Personal information
- Born: 12 December 1925
- Died: April 1998

Chess career
- Country: Denmark

= Sigfred From =

Danish chess player

Sigfred From (12 December 1925 – April 1998), was a Danish chess player.

==Biography==
From the begin of 1960s to the begin of 1970s Sigfred From was one of Danish leading chess players. He regularly played in Danish Chess Championships. Her best result was the shared of 5th – 6th places in 1961 and 1962. In 1963, Sigfred From played for Denmark in the Nordic Chess Championship.

Sigfred From played for Denmark in the Chess Olympiads:
- In 1960, at second reserve board in the 14th Chess Olympiad in Leipzig (+0, =3, -6),
- In 1962, at third board in the 15th Chess Olympiad in Varna (+4, =3, -7),
- In 1964, at second reserve board in the 16th Chess Olympiad in Tel Aviv (+5, =2, -3).

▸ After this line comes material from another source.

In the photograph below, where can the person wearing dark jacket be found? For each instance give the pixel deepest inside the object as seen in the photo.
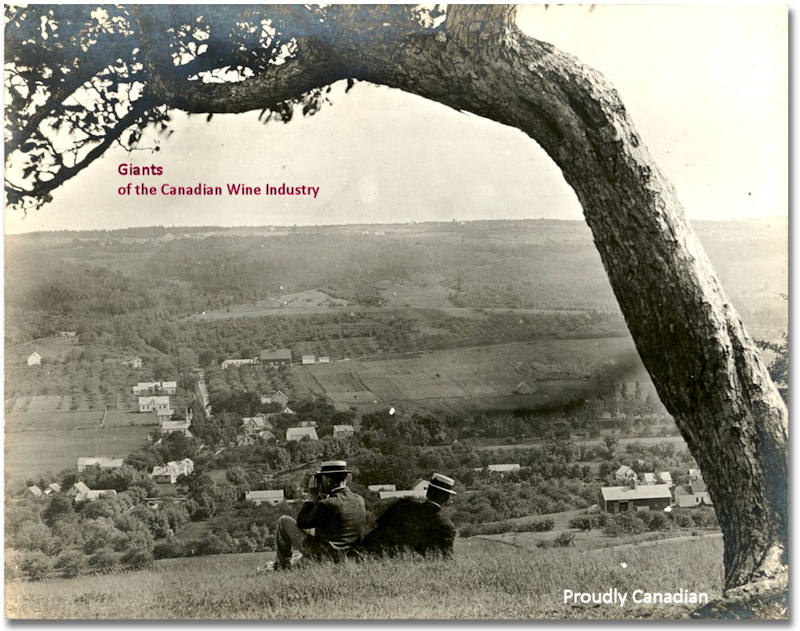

Sigfred From played for Denmark in the European Team Chess Championship:
- In 1970, at ninth board in the 4th European Team Chess Championship in Kapfenberg (+0, =1, -5).

Sigfred From played for Denmark in the European Team Chess Championship preliminaries:
- In 1970, at fifth board in the 4th European Team Chess Championship preliminaries (+3, =0, -1).

Sigfred From played for Denmark in the Nordic Chess Cup:
- In 1971, at third board in the 2nd Nordic Chess Cup in Großenbrode (+2, =1, -2) and won team silver medal.